Pop Smoke released his second posthumous album Faith last Friday, July 16. It was released through his manager Steven Victor’s company Victor Victor Worldwide and Republic Records just four days before what would have been the rapper’s 22nd birthday. Fans didn’t have many great things to say about the project and expressed most of their concerns online.
The 19-track album is stacked with a number of features from Kanye West, Pusha T, Rick Ross, The-Dream, 21 Savage, and Dua Lipa. Though the album is said to appear at #1 on the US albums chart list with a projected 120k units in its first week, some fans believe this project was the label’s and not Pop Smoke’s.
Many of Pop Smoke’s closest friends had no idea the album was being released, and made claims that this was not what the rapper would have wanted.
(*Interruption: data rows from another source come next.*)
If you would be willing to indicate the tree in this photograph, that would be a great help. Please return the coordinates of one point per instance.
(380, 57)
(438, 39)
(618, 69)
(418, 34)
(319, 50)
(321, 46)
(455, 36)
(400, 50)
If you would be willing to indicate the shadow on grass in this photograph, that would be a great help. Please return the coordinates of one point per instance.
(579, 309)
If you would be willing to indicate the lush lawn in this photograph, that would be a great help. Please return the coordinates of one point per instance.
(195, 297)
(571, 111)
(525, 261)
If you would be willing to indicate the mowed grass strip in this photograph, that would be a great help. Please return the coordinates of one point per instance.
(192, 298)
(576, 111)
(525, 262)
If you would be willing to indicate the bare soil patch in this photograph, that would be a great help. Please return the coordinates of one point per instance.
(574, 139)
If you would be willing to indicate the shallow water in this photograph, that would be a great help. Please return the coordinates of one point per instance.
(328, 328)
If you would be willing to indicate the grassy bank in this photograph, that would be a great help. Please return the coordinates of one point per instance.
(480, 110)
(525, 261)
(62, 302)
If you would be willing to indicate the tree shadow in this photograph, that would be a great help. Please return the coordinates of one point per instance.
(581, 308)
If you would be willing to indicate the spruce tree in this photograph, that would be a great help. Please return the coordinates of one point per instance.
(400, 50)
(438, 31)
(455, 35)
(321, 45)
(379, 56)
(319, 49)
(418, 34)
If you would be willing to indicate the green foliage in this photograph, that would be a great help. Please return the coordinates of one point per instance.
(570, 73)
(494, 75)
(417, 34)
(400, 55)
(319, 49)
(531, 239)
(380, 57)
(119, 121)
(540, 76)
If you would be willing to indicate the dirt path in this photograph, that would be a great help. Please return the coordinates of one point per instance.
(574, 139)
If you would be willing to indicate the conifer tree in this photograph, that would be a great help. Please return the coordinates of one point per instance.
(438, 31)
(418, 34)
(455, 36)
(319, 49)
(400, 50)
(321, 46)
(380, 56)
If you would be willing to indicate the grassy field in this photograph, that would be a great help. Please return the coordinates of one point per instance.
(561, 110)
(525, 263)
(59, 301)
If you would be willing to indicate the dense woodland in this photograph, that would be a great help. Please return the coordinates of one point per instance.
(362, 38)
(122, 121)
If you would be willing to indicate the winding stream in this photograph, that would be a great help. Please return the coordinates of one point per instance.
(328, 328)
Faith includes roughly 20% of Pop Smoke’s leftover, unused vocals while the other 80% are stacked with features from artists that Pop Smoke himself might not have had any interest in working with.
From Pop Smoke himself:
The Dua Lipa song entitled “Demeanor” seemed like the most random feature of all. It is doing well on the charts, because Dua Lipa is a mega pop star, but the song left Pop Smoke fans utterly confused.
The overwhelmingly disappointing conclusion about Pop Smoke’s second posthumous release is that absolutely no one, including Pop Smoke’s closest family and friends, asked for this. His first posthumous album, which he had more involvement in before his abrupt passing, was what he would have wanted to leave behind.
Fans are calling for the label and his management team to allow Pop Smoke to rest in peace.
Maybe the world could have done without his latest album all together, but some fans enjoyed a few of the songs like “Woo Baby” featuring Chris Brown. It is currently the most streamed song on YouTube from the album.
All in all, according to Pop Smoke’s fans and music lovers around the globe, it was simply unnecessary.